My thoughts on playdates/parties/gatherings...
Let me start by saying this is not a "justification" post but a post on WHY I do what I DO...Besides homeschooling our children, I love to throw a great playdate/party/gathering (yup that's right). Call it whatever you want to, but don't judge me for it....to some, my parties might seem "extreme"....lots of money spent (wrong), lots of time went into them (right), lots of LOVE went into them (double right).
Love how I found a re-purpose for my chidrens' crib at her Night Owl Party!
I see so many wonderful parties out there in blog land and am in awe of them. A lot of you will say that there are parties out there are very extreme and just a "show off"...might be true...but I know in my heart of hearts, if I had the means (financially and otherwise) I would be one of those moms who has a pony ride, carnival rides and $ 20 goodies bags for our childrens' parties.
I am reminded this past week that life is short, precious, not to be taken for granted, live each day as a celebration. My friend lost her husband on Friday to a heart attack and now she and her two small children are left without a husband and daddy. I feel such a sense of loss for her. I don't know how I would pick my pieces up and recover from such a devastation like that, I would, but it would be hard as you can imagine. Puts things into perspective for most...
When I was in my teens, I was diagnosed with cancer, non-hotchkins lymphoma. Today they have wonderful treatments for this type of cancer, but back in 1983, not so much. I was given 2 years to live. (we all know how that turned out)...Went through many surgeries, chemotherapy, side effects, told I could probably not have children (yea...call me Fertile Myrtle) ...it was not a pretty scene....my family split up...my sister and I had such a distance between us....life was at a very low point for my entire family! It was not acceptable! I am a fighter, a survivor and liver of life! I was saved by the Grace of God alone and HE has given me this passion that I "run" with and welcome into my heart...we all have different passions, talents (how I wish I could sew) and blessings.

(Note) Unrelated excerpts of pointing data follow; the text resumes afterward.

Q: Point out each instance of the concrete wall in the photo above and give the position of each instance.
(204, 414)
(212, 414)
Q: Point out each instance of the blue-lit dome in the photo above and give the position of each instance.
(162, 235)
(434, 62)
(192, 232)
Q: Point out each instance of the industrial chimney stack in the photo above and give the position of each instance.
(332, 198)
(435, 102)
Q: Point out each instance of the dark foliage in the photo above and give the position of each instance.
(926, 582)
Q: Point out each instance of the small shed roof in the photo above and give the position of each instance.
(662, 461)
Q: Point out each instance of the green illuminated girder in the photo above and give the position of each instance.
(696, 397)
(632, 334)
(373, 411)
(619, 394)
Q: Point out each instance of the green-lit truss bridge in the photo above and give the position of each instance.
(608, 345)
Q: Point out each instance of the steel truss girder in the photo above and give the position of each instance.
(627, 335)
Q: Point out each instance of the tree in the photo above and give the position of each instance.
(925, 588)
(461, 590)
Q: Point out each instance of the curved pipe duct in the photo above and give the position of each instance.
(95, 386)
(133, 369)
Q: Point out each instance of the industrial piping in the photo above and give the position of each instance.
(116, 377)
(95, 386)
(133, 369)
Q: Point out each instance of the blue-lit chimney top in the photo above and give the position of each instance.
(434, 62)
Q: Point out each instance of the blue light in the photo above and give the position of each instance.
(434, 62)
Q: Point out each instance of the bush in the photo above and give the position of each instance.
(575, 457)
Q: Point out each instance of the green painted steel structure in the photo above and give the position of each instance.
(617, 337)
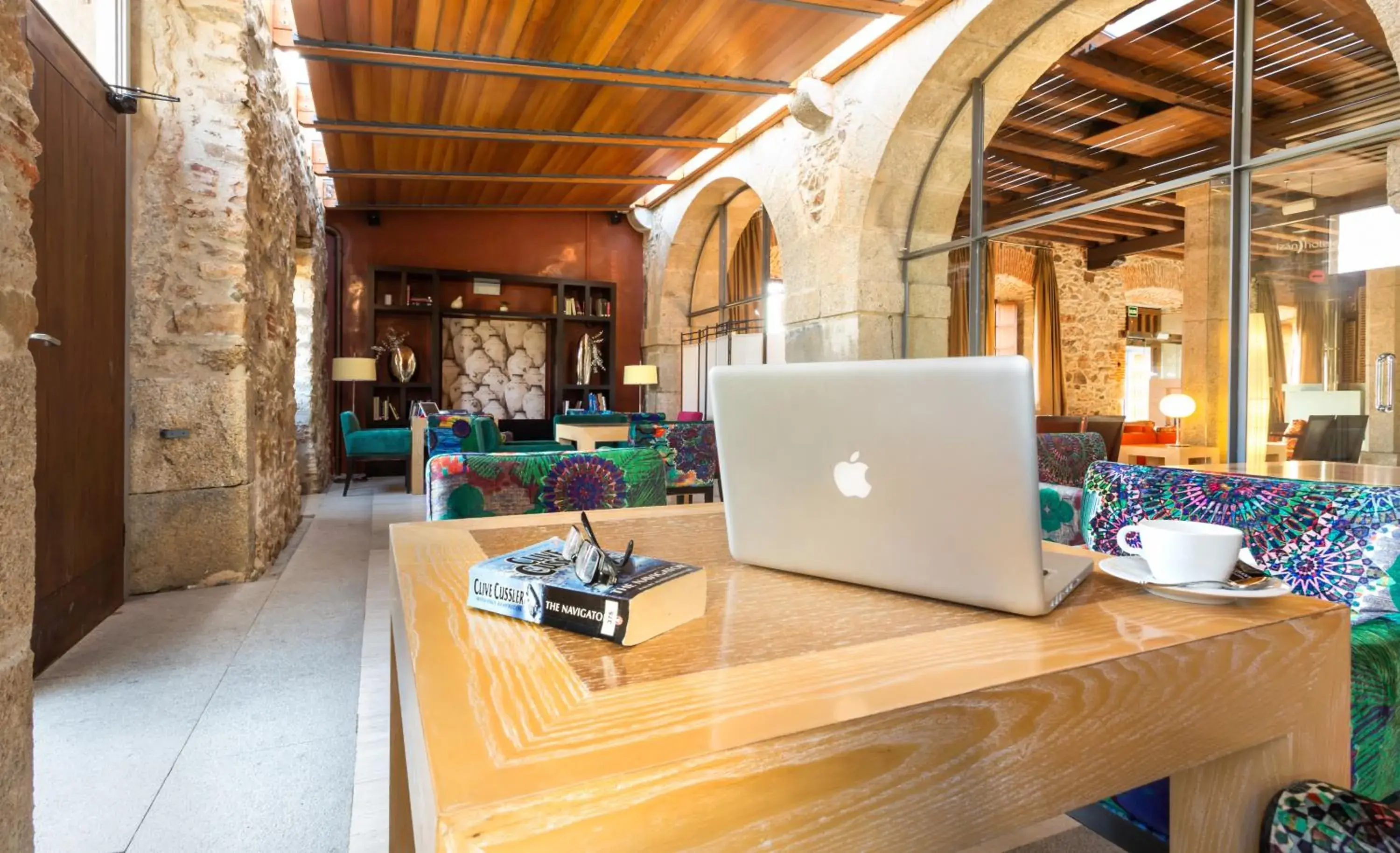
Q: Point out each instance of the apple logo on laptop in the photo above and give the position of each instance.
(850, 477)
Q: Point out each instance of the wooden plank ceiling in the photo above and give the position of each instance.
(1127, 110)
(562, 104)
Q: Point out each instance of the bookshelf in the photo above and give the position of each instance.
(416, 300)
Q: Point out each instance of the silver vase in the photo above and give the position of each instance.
(404, 363)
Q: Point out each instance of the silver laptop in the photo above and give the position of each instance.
(916, 475)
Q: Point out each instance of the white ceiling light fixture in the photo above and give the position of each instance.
(1143, 16)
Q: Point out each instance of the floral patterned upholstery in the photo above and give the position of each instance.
(1062, 460)
(1315, 817)
(1335, 541)
(474, 485)
(692, 460)
(1064, 457)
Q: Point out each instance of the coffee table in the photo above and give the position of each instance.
(801, 713)
(1169, 454)
(586, 436)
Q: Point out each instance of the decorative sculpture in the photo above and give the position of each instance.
(402, 362)
(590, 356)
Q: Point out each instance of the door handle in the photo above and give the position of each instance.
(1385, 384)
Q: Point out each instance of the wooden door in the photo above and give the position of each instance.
(80, 241)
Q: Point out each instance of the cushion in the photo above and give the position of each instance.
(689, 450)
(1335, 541)
(1064, 457)
(451, 435)
(476, 485)
(380, 443)
(1060, 508)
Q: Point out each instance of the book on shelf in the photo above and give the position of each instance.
(538, 585)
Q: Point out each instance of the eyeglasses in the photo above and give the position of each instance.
(593, 565)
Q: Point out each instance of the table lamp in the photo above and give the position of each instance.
(353, 370)
(1178, 406)
(640, 374)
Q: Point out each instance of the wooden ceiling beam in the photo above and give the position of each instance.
(474, 63)
(1133, 79)
(511, 135)
(499, 177)
(1101, 257)
(854, 7)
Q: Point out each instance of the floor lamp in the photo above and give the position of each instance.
(355, 371)
(640, 374)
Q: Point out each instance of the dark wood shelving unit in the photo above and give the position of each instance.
(527, 297)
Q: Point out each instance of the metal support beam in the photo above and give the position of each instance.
(1239, 233)
(978, 279)
(499, 177)
(474, 63)
(511, 135)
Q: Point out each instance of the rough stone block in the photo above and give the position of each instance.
(17, 377)
(188, 538)
(213, 409)
(16, 743)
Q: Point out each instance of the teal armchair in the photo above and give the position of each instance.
(374, 446)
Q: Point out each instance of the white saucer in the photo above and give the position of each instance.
(1136, 571)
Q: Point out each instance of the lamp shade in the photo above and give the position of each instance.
(1178, 405)
(353, 370)
(639, 374)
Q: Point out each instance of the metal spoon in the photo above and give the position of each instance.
(1255, 582)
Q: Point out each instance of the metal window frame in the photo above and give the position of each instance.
(1239, 173)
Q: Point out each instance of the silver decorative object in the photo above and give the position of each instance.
(404, 363)
(590, 356)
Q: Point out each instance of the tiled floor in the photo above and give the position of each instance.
(257, 718)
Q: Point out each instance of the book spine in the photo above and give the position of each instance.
(587, 614)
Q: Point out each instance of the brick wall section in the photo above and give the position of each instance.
(1091, 317)
(19, 315)
(219, 196)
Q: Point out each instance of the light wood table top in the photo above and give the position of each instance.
(1168, 454)
(1319, 473)
(801, 713)
(586, 436)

So what does all my rambling mean? It means....I WANT to celebrate each day....give our children wonderful parties, celebrations, playdates and share them with our friends. I WANT to invest the time, the effort and sometimes the money into celebrating life. I go BIG or go home...but that does not mean that you have to! Each mom, family, situation is different..not to be compared to ours..I am no Super Mom...just super in love with my family and providing every Joy I can for them!
If you are some of the special people in our lives who share these special events with us, I pray
you are blessed by our gatherings and continue to enjoy them!